Eine Kündigung, die wegen der Inanspruchnahme der Dienstfreistellung ausgesprochen wird, kann bei Gericht angefochten werden. Zum Entschädigungsanspruch des Arbeitgebers siehe weiter unten.

Merke: Ist die Erbringung der Arbeitsleistung weder im Homeoffice noch am bisherigen Arbeitsplatz möglich, so hat der Betroffene Anspruchauf bezahlte Freistellung von der Arbeitsleistung. Dies gilt allerdings nicht für Betroffene, die in Bereichen der kritischenInfrastruktur beschäftigt sind.

 

Zur kritischen Infrastruktur zählen jedenfalls die Versorgung mit Lebensmitteln, Verkehrs-, Telekommunikations-, Post-, Energie- und Finanzdienstleistungen.

 

6.6. Wie lange muss der Arbeitnehmer oder Lehrling bezahlt freigestellt werden, wenn er zu einer Risikogruppe gehört und die oben genannten Bedingungen nicht möglich sind?

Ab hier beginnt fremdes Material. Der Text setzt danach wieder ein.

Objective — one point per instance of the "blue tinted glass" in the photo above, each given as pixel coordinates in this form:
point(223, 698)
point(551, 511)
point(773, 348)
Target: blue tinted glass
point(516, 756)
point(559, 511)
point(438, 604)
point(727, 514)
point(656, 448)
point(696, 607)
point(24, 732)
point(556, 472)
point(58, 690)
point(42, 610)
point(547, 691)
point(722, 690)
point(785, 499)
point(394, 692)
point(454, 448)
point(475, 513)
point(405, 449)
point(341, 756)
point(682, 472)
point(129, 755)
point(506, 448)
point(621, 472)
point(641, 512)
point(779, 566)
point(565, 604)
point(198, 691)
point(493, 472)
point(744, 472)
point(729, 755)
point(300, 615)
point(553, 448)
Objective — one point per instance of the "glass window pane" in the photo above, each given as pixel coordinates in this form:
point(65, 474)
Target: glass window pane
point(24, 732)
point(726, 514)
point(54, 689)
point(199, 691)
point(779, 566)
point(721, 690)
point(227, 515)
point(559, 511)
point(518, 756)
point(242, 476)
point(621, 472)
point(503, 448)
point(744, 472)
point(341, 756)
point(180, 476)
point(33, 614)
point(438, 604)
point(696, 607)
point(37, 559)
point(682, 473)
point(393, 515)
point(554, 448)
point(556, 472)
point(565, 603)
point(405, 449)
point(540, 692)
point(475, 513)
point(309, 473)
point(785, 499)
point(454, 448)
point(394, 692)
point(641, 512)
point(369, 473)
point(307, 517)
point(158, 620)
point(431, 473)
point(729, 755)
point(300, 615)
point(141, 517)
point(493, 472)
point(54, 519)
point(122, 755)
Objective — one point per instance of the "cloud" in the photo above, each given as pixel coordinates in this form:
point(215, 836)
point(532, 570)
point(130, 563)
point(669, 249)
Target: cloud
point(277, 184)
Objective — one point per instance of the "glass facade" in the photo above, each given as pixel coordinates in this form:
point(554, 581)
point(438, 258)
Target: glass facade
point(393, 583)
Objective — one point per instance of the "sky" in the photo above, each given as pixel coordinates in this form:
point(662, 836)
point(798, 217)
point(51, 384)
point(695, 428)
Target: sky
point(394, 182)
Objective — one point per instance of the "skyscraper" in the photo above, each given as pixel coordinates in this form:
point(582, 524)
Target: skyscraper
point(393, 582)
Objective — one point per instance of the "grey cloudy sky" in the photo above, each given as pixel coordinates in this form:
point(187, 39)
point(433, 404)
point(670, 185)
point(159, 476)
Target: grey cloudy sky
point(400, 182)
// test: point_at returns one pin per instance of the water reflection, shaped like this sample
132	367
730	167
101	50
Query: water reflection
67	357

Die bezahlte Freistellung kann bis längstens 30.04.2020 dauern. Dauert die COVID-19-Krise über den 30.04.2020 hinaus an, so hat die Bundesministerin für Arbeit, Familie und Jugend im Einvernehmen mit dem Bundesminister für Soziales, Gesundheit, Pflege und Konsumentenschutz durch Verordnung den Zeitraum, in dem eine Freistellung möglich ist, zu verlängern, längstens jedoch bis zum 31.12.2020.

 

6.7. Wer informiert, dass ein Arbeitnehmer oder Lehrling zu einer Risikogruppe gehört?

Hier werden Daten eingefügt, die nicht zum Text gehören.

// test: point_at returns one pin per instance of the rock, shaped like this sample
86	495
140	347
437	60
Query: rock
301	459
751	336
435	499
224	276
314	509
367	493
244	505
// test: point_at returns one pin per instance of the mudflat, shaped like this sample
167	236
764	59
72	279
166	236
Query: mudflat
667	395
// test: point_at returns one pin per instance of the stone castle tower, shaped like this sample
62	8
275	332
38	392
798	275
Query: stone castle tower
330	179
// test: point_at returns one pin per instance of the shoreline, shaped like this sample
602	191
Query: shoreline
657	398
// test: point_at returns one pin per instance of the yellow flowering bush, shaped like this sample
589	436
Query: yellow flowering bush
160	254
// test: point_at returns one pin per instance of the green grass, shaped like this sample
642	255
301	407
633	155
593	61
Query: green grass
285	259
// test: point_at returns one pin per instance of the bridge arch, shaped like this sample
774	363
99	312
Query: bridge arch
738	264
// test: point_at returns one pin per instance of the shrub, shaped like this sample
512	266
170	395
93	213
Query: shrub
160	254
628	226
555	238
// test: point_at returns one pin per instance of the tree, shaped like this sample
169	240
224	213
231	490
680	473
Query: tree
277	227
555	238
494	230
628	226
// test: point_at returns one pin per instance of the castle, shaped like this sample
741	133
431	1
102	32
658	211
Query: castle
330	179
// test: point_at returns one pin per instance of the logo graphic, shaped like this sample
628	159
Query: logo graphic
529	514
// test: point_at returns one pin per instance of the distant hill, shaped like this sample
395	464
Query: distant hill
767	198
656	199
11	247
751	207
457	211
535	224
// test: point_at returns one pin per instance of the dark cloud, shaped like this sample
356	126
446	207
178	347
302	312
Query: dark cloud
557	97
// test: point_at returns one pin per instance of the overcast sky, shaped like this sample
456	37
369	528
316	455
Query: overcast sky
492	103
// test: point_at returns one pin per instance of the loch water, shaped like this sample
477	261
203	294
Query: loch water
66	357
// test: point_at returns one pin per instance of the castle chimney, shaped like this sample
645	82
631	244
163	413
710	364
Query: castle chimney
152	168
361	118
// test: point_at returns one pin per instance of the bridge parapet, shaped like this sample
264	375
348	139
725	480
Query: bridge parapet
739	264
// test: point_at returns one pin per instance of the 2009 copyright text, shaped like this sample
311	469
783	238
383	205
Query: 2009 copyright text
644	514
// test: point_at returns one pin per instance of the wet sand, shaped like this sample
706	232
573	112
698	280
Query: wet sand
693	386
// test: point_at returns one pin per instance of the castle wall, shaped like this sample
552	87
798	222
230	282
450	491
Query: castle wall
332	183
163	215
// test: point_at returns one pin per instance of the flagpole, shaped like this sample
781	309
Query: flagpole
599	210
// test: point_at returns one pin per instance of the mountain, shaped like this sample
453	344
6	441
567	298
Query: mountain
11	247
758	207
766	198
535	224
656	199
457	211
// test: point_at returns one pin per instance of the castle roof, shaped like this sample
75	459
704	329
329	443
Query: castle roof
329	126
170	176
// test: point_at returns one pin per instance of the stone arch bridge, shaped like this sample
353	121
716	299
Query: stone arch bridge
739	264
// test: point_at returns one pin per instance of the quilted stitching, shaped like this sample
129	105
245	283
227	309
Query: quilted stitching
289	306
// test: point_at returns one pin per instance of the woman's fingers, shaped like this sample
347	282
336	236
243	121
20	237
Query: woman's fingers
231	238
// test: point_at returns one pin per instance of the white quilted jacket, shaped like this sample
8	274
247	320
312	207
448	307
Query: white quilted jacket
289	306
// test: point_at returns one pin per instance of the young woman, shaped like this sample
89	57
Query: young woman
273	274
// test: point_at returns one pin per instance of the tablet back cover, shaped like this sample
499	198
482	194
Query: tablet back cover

Der Krankenversicherungsträger informiert den Arbeitnehmer oder Lehrling über seine Zuordnung zur COVID-19-Risikogruppe. Nach dieser Information hat der behandelnde Arzt dessen individuelle Risikosituation zu beurteilen und gegebenenfalls ein Attest über die Zuordnung des Betroffenen zur COVID-19-Risikogruppe auszustellen (COVID-19-Risiko-Attest).

 

6.8. Wer definiert diese Risikogruppen?

Die Definition dieser allgemeinen Risikogruppe, die sich nach medizinischen Erkenntnissen und wenn möglich aus der Einnahme von Arzneimitteln herleitet, erfolgt durch eine Expertengruppe des Bundesministeriums für Soziales, Gesundheit, Pflege und Konsumentenschutz und des Bundesministeriums für Arbeit, Familie und Jugend.

 

6.9. Hat der Arbeitgeber einen Ersatzanspruch für die bezahlte Freistellung?

Ja. Der Arbeitgeber hat Anspruch auf Erstattung des an den Betroffenen

  • geleisteten Entgelts,
  • der Dienstgeberanteile am Sozialversicherungsbeitrag,
  • Arbeitslosenversicherungsbeitrag und
  • sonstigen Beiträgen durch den Krankenversicherungsträger.

 

ACHTUNG - Frist: Der Antrag auf Ersatz ist spätestens 6 Wochen nach dem Ende der Freistellung beim Krankenversicherungsträger einzubringen.